File under there-should-be-a-standard, Steps for finding a human on various phone systems. Some of them are pretty amazing, such as Delta, where you say ‘agent’ four times until it finally gives you an agent. This is firmly in that part of the Venn diagram where business needs fail to intersect with user needs.

Apple has introduced a new mouse which, to me, epitomizes the problems with Apple’s design culture: It looks really nice cut out on that clean white background, but the emphasis is all in the wrong place. They’ve put all their design energy into making the buttons disappear (so it will look nice cut out on that clean white background), but I can’t figure out what the advantage is to not having buttons. The site says:

“Who has time for intuitive, elegant design when there is so much clicking to do? Thanks to a smooth top shell with touch-sensitive technology beneath, Mighty Mouse allows you to right click without a right button.”
So, they’re basically saying that clicking by pressing a non-button is more intuitive than clicking by pressing a visible, tangible button. Um, am I missing something?
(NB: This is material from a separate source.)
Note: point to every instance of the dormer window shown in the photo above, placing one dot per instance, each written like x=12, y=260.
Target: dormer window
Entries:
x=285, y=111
If only they’d improve the size and shape of the damn thing we might have something. Oh, and give up on that silly “press the whole thing to click” idea. It so very much doesn’t work. Anyhow, I gotta run; I’m off to the Apple store to buy one of those cool new mice they have.

Sadly, Jef Raskin passed away a couple of days ago. More on Raskin and his recent work.
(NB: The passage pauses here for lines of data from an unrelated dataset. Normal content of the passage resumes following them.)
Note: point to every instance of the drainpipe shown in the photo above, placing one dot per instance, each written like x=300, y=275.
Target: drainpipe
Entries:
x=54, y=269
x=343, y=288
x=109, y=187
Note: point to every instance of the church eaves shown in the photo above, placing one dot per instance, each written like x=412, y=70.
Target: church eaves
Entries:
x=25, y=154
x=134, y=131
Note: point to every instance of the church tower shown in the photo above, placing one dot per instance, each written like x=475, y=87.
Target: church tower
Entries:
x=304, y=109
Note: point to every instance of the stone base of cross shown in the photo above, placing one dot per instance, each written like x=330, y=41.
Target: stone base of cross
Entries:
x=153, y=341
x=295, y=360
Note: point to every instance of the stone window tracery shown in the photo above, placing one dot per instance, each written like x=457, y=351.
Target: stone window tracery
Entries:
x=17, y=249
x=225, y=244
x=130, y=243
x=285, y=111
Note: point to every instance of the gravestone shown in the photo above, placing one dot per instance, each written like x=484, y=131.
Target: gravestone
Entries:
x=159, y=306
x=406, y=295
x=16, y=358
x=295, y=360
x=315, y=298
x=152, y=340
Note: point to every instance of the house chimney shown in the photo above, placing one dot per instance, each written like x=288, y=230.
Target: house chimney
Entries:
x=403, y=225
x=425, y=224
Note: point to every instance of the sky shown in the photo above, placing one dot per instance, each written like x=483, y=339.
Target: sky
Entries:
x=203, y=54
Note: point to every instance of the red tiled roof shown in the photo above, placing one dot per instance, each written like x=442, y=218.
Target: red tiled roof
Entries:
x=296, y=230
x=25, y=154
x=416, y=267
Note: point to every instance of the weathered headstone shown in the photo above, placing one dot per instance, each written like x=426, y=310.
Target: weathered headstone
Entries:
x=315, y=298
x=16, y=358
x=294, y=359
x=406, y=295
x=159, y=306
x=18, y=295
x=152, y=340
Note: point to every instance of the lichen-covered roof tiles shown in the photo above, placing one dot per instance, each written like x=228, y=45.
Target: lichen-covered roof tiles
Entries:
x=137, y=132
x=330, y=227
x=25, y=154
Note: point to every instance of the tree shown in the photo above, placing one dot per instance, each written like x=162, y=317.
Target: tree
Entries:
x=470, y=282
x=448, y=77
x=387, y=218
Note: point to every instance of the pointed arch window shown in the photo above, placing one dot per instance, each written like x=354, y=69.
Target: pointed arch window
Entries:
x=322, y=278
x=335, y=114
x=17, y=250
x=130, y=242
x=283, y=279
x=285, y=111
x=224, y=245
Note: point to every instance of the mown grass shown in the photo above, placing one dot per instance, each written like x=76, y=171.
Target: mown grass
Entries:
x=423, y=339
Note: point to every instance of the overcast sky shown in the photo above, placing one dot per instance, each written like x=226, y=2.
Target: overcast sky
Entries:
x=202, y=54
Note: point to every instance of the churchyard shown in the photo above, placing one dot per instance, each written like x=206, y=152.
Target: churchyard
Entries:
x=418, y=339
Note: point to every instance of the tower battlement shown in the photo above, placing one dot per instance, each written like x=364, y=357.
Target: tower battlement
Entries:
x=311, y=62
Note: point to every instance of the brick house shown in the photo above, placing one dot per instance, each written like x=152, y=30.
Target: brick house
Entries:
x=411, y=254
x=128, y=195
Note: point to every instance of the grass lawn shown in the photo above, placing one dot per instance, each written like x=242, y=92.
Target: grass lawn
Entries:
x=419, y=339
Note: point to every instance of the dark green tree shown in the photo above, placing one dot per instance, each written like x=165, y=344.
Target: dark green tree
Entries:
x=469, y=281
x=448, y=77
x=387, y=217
It’s about time we got speech-to-speech translators; they had ‘em on Star Trek like 40 years ago! Plus there’s a great opportunity for hackers to mess with people’s conversations from the inside.
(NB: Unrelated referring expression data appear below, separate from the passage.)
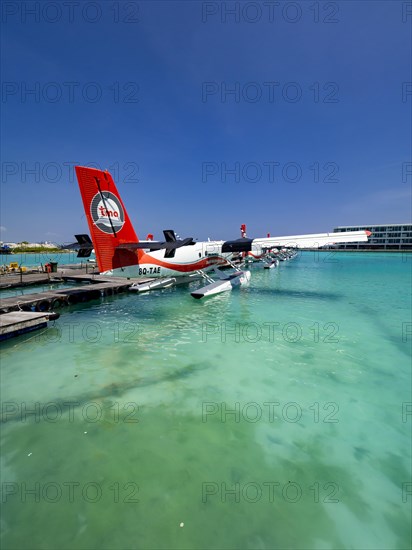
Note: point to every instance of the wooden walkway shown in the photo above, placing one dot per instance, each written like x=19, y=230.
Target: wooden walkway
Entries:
x=20, y=322
x=51, y=299
x=17, y=280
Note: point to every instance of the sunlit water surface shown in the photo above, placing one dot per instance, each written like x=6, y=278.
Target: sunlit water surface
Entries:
x=274, y=416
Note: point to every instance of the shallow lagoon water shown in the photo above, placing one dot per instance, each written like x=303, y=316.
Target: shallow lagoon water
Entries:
x=269, y=417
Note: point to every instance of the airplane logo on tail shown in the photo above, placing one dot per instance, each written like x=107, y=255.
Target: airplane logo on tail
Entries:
x=107, y=212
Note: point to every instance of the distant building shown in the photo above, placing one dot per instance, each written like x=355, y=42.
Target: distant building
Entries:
x=384, y=237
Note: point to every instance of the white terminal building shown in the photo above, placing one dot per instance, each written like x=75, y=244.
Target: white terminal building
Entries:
x=384, y=237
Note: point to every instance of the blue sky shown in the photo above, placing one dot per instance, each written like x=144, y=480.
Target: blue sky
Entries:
x=315, y=133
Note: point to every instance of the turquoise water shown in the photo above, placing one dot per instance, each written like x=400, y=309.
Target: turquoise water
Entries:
x=268, y=417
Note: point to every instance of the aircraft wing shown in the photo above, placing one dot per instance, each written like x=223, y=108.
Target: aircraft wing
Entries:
x=315, y=240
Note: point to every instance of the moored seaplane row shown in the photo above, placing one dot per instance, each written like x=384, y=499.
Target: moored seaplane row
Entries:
x=119, y=252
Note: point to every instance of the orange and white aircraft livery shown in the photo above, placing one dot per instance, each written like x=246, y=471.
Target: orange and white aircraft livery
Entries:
x=120, y=253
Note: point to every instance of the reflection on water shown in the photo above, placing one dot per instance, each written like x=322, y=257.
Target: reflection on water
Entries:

Another gem from Scott at uiweb is his compilation of the Best of CHI-WEB and SIGIA-L, two lists that goodness knows need filtering.

I just had an interesting online experience. I wanted to sell my old digital camera. First I listed it on craigslist, which is essentially a glorified newspaper classified. Multiple people expressed interest and arranged to come see the camera but then never showed up, thereby wasting a fair amount of my time. Finally I listed it on ebay. The up-front effort of wading through the (none-too-spectacular) ebay interface was a bit onerous, but then a magical thing happened: someone won the auction (for more than I had expected) and the exchange went smoothly, camera sold.

What I find noteworthy here is that, while interaction designers often talk about software enabling human interaction, in this case, the main benefit was that the software reduced the amount of human-human interaction. In many cases, I’d rather deal with a machine than a person, no matter what Clifford Nass says.

Marc Rettig’s Interaction Design History in a Teeny Little Nutshell (3.2 Mb PDF) is a lovely snapshot of the present (by way of the past and future) state of human-computer interaction design.

India: Hole-in-the-Wall is a worthwhile quick read. Among other things, it deeply reinforces the (should-be obvious) idea that usefulness (or, related, desirability) is key to getting people to use a product. The most easy to use interface will fail if there’s no reason to use it. Likewise, even the early craptacular ebay interfaces proved “usable.” (via eh)

Computer Human Values is a nice rant about Cliff Nass’ research (amazing stuff which demonstrates that people interact with computers astonishingly similarly to how they interact with other people—like saying nicer things about an application if they are in the same room as the computer on which they saw the application!)